Cleveland, Ohio: A study at six of the nation's leading children's hospitals has concluded that physicians should do a better job in communicating with parents before a child with cancer enrolls in a randomized clinical trial. "Our findings demonstrate that common strategies to explain the concept of randomization to patient families are not effective," explains Eric Kodish, MD, lead author of the study published in the Journal of the American Medical Association (JAMA, 1/28/04). Dr. Kodish is a pediatric oncologist and director of the Rainbow Center for Pediatric Ethics at Rainbow Babies & Children's Hospital in Cleveland, and professor of pediatrics at Case Western Reserve University School of Medicine.
The research also involved a Parent Advisory Group to help in the study design and analysis, with parents representing all the study sites, including: Rainbow; Children's Hospital Medical Center, Cincinnati, OH; Children's Hospital Los Angeles, CA; Children's Hospital of Philadelphia, PA; Children's National Medical Center in Washington, DC; and the MD Anderson Cancer Center in Houston, TX. The study was supported by the National Institutes of Health and the Children's Oncology Group, a network of pediatric medical centers.
As part of the study, researchers observed and audiotaped the informed consent conferences involving 137 families at the six medical centers from July 1, 1999 to December 31, 2001. The patients were children, all newly diagnosed with acute leukemia.

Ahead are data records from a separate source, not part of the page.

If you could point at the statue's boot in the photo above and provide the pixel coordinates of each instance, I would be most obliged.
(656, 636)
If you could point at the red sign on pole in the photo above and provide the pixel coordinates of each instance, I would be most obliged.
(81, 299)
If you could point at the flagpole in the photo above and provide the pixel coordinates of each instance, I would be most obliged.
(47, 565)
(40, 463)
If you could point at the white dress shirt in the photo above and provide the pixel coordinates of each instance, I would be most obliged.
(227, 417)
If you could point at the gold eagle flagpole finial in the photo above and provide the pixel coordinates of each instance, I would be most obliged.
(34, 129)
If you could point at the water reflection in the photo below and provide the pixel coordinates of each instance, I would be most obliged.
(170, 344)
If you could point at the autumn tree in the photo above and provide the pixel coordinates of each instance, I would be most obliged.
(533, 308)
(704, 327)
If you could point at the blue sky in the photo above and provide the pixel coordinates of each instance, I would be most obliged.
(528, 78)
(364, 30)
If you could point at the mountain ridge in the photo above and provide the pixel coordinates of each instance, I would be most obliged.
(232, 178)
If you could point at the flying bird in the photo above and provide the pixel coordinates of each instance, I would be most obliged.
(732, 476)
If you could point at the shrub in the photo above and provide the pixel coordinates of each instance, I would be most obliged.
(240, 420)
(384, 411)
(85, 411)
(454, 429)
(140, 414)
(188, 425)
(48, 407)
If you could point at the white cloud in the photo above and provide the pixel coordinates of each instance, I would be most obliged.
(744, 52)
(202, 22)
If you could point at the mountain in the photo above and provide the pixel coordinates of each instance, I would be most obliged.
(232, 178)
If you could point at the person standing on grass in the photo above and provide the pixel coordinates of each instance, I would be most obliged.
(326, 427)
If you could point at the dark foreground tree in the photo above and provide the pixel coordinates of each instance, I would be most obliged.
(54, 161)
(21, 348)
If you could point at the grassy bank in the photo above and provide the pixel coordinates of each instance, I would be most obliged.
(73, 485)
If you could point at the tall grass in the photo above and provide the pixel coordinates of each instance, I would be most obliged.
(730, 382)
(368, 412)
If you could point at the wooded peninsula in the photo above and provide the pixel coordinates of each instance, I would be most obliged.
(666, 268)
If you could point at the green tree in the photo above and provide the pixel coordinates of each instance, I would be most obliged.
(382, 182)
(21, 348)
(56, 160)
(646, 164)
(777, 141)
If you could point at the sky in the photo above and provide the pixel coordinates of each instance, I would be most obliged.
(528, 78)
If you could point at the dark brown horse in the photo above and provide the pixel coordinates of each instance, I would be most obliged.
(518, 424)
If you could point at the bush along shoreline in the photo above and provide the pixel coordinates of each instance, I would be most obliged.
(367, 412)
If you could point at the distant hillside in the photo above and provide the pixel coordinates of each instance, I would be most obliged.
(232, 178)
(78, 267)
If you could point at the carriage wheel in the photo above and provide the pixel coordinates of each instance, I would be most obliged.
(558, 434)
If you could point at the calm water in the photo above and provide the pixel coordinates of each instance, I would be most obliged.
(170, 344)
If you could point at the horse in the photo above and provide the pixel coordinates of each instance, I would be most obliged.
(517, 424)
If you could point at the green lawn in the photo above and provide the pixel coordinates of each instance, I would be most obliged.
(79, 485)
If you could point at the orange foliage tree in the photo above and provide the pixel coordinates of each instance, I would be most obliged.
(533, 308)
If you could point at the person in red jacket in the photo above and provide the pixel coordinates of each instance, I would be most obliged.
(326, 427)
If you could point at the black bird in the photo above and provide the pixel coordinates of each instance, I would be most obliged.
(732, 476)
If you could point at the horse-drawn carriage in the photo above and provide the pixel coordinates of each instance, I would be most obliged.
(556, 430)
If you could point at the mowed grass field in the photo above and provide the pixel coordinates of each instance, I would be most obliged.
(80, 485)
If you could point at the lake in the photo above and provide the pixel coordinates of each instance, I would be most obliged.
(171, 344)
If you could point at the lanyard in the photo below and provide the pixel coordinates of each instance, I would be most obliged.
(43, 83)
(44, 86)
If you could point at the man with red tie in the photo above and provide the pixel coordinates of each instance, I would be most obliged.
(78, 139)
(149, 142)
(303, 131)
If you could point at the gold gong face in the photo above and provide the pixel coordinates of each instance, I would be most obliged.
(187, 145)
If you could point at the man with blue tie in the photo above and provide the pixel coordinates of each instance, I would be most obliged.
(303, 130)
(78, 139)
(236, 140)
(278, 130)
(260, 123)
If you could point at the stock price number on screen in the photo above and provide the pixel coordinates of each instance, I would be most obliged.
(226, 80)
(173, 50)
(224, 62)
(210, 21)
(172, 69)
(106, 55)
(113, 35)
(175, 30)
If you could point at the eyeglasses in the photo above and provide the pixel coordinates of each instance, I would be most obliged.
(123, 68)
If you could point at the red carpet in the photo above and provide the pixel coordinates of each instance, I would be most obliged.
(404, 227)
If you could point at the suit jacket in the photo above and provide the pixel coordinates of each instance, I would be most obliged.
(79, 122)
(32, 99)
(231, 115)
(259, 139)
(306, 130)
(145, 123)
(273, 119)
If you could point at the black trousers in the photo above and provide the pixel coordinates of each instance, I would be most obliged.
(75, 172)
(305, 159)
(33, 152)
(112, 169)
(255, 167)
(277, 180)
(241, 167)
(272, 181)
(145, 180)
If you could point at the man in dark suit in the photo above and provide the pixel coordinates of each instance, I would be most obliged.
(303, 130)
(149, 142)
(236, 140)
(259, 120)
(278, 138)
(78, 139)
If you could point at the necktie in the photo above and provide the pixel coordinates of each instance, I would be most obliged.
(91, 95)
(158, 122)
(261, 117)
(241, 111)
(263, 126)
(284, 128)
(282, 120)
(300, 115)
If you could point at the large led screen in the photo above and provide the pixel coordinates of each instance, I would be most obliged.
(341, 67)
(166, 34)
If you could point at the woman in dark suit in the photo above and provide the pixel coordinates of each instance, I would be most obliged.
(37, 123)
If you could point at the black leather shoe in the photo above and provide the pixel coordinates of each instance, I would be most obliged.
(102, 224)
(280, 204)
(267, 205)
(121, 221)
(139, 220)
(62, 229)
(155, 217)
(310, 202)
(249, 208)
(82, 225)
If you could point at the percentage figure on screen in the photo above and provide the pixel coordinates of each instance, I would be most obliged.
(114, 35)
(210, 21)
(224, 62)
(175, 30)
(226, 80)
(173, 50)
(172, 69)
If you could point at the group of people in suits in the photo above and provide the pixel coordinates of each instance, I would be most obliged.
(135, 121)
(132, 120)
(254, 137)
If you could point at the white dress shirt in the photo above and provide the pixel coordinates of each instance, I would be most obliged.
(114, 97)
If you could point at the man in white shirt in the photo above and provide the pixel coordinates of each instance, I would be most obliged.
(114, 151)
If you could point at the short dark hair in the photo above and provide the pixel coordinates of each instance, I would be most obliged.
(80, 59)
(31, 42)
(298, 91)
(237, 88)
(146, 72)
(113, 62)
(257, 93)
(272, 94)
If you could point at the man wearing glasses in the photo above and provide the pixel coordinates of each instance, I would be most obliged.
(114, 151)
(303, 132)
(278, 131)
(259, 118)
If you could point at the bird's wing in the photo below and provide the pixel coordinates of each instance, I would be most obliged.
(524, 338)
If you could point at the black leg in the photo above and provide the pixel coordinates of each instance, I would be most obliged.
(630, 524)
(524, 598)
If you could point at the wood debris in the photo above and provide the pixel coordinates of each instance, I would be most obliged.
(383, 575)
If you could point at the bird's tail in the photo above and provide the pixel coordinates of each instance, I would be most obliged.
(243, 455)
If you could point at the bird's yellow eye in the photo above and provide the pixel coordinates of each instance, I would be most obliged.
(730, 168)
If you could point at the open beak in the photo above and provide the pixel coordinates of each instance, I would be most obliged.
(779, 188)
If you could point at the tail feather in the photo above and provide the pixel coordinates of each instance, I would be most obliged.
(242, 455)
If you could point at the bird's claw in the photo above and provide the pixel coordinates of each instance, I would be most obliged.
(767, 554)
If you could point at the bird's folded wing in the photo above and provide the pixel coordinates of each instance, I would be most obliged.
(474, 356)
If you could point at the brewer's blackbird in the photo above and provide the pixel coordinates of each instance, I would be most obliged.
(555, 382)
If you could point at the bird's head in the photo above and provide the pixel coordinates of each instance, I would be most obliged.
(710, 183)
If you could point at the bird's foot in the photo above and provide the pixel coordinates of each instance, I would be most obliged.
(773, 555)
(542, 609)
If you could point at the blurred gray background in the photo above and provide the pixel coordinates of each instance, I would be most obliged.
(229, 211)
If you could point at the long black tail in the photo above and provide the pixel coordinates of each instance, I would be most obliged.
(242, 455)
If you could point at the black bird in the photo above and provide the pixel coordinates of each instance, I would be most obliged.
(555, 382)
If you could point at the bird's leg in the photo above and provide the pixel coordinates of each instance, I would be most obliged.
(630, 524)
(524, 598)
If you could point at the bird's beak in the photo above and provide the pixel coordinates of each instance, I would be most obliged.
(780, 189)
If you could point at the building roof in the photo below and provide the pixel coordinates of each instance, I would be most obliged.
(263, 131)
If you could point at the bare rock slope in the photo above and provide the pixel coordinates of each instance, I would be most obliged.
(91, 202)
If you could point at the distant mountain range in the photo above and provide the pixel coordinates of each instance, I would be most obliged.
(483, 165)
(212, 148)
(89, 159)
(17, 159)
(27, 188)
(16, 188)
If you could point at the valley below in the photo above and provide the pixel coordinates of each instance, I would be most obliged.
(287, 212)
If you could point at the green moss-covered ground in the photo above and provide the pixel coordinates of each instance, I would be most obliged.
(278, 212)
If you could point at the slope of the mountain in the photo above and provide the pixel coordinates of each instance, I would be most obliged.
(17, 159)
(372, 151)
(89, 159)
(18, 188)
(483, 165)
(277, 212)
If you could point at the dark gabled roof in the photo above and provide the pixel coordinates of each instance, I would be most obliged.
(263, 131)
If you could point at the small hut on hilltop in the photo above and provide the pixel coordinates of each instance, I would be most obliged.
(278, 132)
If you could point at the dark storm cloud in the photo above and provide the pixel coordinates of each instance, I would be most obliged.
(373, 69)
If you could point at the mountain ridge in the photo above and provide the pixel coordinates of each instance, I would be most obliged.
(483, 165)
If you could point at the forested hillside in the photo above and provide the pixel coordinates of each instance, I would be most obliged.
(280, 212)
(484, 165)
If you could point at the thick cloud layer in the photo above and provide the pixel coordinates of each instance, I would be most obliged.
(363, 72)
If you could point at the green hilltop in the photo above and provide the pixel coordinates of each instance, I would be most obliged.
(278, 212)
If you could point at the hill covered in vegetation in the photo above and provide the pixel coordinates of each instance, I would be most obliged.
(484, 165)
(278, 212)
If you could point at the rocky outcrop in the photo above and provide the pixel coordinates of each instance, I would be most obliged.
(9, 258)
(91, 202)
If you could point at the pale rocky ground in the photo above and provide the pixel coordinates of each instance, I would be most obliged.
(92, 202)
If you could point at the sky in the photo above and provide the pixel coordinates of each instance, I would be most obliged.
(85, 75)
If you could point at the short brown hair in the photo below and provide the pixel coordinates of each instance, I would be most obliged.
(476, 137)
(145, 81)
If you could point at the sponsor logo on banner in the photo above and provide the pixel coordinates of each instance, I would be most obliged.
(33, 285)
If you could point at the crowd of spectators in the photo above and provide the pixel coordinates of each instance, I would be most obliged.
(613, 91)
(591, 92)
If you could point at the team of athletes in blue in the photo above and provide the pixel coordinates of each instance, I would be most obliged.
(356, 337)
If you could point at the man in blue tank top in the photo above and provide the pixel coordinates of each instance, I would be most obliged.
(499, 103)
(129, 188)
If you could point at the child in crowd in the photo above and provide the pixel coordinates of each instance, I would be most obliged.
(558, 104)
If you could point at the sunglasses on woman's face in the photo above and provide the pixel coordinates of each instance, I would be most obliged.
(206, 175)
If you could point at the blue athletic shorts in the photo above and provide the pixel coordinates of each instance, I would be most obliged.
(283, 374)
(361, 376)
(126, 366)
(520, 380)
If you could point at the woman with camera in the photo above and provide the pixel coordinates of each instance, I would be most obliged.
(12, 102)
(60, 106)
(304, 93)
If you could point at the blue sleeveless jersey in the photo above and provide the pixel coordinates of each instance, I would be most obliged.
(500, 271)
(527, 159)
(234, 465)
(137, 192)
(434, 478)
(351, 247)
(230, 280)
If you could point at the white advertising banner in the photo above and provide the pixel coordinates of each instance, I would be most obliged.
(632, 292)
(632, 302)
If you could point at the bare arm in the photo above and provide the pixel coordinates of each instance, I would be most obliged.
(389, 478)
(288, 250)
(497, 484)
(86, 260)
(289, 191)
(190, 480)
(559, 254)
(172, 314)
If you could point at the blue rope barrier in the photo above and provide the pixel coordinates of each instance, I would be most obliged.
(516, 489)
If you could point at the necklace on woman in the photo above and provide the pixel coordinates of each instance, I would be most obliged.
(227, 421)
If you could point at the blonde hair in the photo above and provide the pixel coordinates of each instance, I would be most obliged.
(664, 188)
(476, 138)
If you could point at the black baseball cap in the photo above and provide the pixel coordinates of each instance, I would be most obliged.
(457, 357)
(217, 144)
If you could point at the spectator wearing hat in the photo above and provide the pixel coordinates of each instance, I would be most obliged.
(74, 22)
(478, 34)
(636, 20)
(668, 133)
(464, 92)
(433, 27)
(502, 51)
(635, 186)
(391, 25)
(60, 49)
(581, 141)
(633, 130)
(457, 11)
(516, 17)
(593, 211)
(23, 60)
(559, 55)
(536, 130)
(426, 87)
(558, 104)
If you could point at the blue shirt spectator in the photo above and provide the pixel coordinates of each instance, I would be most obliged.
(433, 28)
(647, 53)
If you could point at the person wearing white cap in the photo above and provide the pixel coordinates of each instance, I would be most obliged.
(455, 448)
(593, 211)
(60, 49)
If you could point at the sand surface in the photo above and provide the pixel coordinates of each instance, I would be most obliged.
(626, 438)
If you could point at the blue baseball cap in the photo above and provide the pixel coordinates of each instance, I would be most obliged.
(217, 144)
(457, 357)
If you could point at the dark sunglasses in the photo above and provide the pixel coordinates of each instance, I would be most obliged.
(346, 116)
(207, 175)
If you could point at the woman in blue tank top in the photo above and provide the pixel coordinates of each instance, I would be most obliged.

Childhood cancer treatment commonly involves the option of participation in clinical trials, which have revolutionized pediatric cancer treatment and significantly improved outcomes. In fact, the authors note that: "Thousands of children with cancer have been enrolled in randomized clinical trials over the past 40 years. The cure of childhood leukemia, one of the great success stories of modern medicine, has been a direct result of these trials."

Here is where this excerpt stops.